Le premier tome de ce shojo français m’a fait passer un bon moment de lecture. Il cible clairement un public jeune. Je regrette le manque de profondeur. Je me ferais une idée plus précise avec le tome suivant. Toutefois, les personnages et l’univers restent intéressants à découvrir. 3,5/5
Minuscule, Tome 1 de Takuto Kashiki, éd. Komikku, 210 p.
Hakumei et Mikochi sont deux tous petits êtres. Ils vivent au cœur d’une forêt où j’ai suivi leur quotidien avec beaucoup d’intérêt. Les dessins sont superbes et regorgent de détails et d’éléments à observer. Nous assistons à des situations drôles mais aussi à des rencontres hautes en couleur. J’en redemande!
4/5
Sauveur & fils, Saison 1 de Marie-Aude Murail, éd. L’École des loisirs, 368 p.

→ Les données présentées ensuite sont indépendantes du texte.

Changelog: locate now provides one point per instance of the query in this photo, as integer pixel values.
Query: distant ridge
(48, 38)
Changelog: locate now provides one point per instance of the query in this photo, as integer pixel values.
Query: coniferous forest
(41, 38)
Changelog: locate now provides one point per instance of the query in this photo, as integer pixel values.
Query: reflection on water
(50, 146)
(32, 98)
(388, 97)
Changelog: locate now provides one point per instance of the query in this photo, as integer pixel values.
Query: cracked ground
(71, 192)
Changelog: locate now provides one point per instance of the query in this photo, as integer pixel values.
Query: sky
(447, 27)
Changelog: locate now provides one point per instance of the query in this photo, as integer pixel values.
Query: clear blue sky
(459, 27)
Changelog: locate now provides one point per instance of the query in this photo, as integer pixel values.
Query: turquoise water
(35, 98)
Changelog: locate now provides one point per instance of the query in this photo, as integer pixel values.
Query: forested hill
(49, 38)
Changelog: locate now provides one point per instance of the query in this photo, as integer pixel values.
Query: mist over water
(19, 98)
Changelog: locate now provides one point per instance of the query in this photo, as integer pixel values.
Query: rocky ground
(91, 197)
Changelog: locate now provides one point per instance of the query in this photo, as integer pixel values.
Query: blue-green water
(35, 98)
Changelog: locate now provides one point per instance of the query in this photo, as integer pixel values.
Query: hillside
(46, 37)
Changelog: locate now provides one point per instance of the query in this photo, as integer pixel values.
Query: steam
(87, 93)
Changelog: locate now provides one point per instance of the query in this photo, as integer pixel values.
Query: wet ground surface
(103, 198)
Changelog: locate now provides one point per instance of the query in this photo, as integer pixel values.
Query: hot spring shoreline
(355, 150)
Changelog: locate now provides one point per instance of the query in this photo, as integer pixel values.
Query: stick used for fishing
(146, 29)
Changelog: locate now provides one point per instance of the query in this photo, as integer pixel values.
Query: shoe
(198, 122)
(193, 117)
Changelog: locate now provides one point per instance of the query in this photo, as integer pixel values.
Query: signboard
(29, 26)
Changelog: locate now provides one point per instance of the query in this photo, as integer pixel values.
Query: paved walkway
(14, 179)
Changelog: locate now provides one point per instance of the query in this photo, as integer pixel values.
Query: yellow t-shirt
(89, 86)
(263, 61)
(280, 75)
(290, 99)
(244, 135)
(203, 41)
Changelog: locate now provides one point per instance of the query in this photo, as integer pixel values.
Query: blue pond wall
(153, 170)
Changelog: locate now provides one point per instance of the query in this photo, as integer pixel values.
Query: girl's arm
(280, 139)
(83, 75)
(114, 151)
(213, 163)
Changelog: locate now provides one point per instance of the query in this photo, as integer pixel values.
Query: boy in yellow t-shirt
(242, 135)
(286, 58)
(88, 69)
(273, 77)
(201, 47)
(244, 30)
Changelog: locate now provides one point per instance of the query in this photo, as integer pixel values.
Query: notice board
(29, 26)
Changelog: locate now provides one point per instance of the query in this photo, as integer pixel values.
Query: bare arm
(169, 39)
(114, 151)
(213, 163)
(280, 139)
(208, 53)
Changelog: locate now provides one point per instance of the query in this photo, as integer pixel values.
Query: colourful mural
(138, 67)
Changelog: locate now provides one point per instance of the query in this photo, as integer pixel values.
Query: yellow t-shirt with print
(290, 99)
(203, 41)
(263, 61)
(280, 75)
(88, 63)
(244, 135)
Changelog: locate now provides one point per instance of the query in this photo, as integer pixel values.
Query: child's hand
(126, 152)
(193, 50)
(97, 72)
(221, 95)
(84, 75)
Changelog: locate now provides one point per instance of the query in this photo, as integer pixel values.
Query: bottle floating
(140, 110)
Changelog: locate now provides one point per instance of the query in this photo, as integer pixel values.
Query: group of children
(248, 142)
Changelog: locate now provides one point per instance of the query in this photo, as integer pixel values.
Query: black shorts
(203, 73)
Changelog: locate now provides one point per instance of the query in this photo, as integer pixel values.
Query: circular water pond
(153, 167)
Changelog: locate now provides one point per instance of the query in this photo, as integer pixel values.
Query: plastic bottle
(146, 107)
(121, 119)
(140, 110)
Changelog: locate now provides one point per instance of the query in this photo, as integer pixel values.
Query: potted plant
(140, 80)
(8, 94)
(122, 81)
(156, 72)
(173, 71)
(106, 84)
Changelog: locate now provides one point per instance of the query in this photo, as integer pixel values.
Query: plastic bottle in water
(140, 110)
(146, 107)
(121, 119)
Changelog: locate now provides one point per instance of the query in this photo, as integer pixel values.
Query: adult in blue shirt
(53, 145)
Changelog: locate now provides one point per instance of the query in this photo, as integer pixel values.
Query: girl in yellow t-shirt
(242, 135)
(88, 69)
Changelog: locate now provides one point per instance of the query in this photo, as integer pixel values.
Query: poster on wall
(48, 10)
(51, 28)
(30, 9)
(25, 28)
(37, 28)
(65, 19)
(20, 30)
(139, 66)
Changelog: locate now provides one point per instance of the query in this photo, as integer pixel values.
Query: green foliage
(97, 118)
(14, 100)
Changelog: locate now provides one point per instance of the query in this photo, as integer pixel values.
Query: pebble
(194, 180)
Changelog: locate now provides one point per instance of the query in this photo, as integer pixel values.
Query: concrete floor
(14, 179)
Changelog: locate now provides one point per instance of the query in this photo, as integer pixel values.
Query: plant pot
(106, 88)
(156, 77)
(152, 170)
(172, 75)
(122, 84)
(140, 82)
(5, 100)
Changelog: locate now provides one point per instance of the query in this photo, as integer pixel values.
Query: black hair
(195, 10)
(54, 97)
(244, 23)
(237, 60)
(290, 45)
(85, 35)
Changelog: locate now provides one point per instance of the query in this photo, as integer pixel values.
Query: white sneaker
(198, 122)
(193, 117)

Cette première saison de Sauveur & fils est le second roman que je lis de Marie-Aude Murail. Je ne regrette pas mon souhait d’approfondir la bibliographie de cette écrivaine car j’ai encore passé un très bon moment. Des sujets difficiles voire tabous sont abordés avec toute la bienveillance et la fantaisie dont fait preuve l’écrivaine.
4/5
Le quatuor d’Alexandrie de Lawrence Durrell, éd. Le Livre de poche, 1053 p.
Cela fait quelques mois que je souhaitais absolument découvrir ce classique de la littérature britannique. Cette fresque est un hommage vibrant à Alexandrie. L’auteur nous dépeint des personnages aux terribles secrets et à l’âme parfois torturée. Les apparences y sont souvent trompeuses. Quelques longueurs alourdissement parfois le récit. Malgré tout, ces dernières n’entachent pas la virtuosité de Lawrence Durell.
4/5
Expiation de Ian McEwan, éd. Folio, 496 p.
Expiation m’a été tellement conseillé que je ne pouvais pas rester plus longtemps sans le lire. Ian McEwan possède un talent dingue pour la description psychologique. Il nous dépeint des personnages forts et charismatiques ainsi que leurs tourments. La chute m’a bouleversée. Une claque!